Third, it is important to acknowledge that although the relative frequency of tweets is currently the best available method for identifying elevated moments of collective traumatic grief, incorporating additional measures may provide additional insights. For example, gang-affected communities with fewer than 100 tweets also experience traumatic grief, but they are not included in our approach. Alternative approaches to Twitter will need to be developed to monitor dynamics in traumatic grief for gangs that do not have an online presence. Nevertheless, our method for pinpointing online expressions of traumatic grief is a promising approach that yields a high correspondence to real life violent events.

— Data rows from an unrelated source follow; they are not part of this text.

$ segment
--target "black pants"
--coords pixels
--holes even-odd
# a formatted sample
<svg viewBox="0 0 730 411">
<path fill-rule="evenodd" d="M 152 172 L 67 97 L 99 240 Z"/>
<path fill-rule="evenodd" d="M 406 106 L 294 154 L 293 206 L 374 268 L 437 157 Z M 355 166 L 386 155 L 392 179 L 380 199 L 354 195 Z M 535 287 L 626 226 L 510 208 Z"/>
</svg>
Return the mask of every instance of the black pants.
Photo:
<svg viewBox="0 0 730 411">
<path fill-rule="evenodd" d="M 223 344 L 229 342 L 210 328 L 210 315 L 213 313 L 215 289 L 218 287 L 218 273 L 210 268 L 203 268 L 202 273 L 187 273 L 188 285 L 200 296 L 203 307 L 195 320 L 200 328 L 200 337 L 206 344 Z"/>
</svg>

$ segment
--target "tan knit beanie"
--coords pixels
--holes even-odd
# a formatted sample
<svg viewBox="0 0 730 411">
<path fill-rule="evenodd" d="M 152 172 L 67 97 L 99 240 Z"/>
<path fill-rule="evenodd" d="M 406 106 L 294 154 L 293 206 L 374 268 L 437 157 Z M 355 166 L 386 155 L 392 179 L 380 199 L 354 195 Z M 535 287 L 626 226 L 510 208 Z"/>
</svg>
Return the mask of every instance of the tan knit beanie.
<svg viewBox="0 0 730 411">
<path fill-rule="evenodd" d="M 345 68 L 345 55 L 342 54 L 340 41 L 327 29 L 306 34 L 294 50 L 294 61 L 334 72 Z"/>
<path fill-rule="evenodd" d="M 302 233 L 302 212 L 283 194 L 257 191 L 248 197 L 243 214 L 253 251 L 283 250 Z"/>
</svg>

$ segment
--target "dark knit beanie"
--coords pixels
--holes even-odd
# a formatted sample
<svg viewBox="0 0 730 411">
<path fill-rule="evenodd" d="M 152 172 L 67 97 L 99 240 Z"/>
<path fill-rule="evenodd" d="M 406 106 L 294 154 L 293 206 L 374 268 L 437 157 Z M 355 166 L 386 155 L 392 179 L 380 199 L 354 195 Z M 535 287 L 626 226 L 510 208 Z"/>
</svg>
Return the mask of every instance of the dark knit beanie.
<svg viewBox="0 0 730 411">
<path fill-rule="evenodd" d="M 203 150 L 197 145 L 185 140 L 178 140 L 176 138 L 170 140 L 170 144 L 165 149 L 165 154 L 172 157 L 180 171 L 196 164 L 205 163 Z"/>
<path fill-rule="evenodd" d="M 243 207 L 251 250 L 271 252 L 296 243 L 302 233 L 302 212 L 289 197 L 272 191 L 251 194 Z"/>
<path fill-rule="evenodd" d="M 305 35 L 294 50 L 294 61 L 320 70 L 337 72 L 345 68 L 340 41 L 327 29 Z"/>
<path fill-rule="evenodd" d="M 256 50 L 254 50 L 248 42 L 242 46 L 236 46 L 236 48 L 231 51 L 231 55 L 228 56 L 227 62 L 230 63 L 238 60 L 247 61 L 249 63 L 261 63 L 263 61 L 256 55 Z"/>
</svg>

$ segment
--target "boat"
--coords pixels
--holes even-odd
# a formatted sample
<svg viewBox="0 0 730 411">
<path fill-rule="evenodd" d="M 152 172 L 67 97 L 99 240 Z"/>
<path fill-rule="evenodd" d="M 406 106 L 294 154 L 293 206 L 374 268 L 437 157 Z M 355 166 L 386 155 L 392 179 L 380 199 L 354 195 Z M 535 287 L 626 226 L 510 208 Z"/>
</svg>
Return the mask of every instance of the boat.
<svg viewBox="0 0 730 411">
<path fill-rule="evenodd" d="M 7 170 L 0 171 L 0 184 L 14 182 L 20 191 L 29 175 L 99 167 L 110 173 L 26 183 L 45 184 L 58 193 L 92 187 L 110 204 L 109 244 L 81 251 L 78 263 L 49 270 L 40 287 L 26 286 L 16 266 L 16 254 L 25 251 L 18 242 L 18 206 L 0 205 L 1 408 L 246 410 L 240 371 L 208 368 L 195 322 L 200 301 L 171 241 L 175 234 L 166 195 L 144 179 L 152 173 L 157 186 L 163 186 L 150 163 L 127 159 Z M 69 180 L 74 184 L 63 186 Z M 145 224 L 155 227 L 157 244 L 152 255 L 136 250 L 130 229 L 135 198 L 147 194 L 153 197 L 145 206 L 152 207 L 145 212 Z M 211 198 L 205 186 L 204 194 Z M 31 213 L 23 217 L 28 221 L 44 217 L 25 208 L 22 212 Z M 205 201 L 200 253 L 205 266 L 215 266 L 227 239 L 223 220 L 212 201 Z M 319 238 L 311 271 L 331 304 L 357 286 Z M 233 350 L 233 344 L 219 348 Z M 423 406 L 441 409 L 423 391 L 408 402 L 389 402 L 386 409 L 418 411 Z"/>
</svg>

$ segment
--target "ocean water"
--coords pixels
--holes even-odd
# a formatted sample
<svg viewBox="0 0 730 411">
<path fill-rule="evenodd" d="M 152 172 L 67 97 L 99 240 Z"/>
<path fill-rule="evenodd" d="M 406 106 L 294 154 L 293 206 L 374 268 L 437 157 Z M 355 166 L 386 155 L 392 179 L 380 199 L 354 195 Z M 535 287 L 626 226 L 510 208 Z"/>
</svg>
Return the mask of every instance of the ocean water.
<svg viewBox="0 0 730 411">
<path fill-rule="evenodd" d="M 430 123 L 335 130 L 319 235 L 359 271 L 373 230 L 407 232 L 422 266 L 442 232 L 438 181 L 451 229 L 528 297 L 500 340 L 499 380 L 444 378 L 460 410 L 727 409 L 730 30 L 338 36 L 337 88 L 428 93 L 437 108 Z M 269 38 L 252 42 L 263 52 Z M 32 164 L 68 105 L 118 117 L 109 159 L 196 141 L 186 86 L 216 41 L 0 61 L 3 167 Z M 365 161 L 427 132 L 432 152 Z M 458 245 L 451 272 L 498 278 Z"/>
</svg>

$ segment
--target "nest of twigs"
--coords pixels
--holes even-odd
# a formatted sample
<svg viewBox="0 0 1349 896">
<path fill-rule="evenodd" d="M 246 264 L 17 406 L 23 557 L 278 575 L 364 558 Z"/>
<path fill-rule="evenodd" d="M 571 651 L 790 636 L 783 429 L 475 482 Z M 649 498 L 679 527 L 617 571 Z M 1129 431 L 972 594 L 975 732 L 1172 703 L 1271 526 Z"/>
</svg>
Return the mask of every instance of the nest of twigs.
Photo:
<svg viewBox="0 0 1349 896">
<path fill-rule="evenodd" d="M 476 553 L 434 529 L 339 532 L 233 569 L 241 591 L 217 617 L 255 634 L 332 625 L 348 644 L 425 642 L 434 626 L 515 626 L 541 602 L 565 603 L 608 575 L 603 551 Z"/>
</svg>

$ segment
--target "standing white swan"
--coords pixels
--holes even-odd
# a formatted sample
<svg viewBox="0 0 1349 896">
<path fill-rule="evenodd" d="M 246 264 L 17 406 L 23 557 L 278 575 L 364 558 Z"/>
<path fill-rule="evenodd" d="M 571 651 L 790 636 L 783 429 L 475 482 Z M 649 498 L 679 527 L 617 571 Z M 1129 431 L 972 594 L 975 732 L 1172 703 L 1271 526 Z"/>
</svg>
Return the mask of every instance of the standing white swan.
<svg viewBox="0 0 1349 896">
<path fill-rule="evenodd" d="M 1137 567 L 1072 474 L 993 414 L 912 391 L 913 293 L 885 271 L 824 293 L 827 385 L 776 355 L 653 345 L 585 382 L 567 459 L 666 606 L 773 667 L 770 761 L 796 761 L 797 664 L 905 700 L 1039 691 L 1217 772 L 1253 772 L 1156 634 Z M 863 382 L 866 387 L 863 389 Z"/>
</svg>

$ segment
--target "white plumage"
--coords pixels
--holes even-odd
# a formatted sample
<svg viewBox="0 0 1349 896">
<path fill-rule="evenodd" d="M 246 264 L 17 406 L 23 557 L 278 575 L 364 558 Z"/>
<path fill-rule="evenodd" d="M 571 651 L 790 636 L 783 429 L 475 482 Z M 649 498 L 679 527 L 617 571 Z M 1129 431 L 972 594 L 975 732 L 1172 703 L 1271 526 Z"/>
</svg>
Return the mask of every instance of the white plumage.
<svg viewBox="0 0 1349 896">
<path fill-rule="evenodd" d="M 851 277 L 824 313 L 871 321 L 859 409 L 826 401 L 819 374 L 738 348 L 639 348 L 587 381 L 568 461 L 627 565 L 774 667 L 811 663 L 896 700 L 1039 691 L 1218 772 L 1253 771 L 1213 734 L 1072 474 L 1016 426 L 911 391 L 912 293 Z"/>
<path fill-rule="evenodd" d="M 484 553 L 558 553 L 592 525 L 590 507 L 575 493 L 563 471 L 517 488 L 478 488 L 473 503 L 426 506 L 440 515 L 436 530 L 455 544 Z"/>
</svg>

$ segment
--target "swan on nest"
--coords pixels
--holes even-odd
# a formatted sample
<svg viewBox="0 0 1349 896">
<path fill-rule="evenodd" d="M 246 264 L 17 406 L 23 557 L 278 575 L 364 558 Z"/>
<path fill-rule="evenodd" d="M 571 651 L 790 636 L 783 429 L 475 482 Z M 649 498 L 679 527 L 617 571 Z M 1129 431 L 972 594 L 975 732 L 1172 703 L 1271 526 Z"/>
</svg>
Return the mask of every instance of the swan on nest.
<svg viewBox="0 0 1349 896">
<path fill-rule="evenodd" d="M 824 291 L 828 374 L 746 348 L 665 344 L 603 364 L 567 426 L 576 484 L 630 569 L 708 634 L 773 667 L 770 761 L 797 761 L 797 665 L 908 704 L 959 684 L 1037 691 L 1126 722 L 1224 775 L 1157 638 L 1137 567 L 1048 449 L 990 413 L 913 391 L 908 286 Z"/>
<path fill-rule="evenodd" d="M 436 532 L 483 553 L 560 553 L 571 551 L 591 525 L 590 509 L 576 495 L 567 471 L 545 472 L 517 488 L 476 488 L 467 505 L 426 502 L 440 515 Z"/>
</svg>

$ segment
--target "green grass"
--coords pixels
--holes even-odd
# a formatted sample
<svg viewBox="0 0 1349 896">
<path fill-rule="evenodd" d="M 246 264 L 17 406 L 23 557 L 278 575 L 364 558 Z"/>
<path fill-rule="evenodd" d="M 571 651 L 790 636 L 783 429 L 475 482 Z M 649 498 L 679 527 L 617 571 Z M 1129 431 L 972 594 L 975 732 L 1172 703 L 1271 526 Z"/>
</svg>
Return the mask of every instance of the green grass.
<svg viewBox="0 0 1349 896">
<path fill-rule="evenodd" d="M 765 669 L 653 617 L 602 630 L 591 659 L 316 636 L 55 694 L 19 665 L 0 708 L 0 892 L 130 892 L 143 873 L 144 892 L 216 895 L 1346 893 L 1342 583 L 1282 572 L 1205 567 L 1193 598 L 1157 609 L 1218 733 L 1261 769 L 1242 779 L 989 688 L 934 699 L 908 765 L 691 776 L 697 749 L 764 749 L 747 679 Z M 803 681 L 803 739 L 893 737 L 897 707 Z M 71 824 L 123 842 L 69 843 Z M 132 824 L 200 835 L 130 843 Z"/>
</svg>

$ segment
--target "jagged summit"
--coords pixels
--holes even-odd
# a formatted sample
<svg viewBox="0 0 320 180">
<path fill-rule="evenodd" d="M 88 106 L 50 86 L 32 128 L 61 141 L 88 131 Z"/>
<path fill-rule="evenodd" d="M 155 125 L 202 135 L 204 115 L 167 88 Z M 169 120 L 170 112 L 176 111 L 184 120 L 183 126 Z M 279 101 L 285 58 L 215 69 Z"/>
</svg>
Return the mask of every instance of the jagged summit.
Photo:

Fourth, online language is constantly evolving, which means that keywords can become obsolete over time. For example, the use of a particular online gang identifier may decrease as individuals age out, experience incarceration, or leave the neighborhood. In addition, when gang-associated individuals are killed, their names can become new identifiers, supplanting previous identifiers. It is therefore imperative for future researchers to assess the lifespan of particular identifiers and adjust study time frames accordingly. Furthermore, the language surrounding trauma is community specific. For example, our primary trauma keywords (“RIP,” “Rest Up,” and “Long Live”) may not be the most operative terms in communities beyond urban Black and Latinx communities in Chicago. Applying this method to other communities—Latinx neighborhoods in South Los Angeles, for example—will require additional and/or alternative phrases that capture local expressions.

Fifth, our approach does not yet incorporate emojis into the extraction, classification, and analysis workflow. Previous research suggests that emojis may play an important role in the communication of grief, particularly among gang-associated youth [43]. Future research can better assess this hypothesis, and potentially improve the accuracy of our computational techniques, by integrating emojis. To do so, however, will first require qualitative research alongside study populations to catalog the various meanings emojis hold for their online communication.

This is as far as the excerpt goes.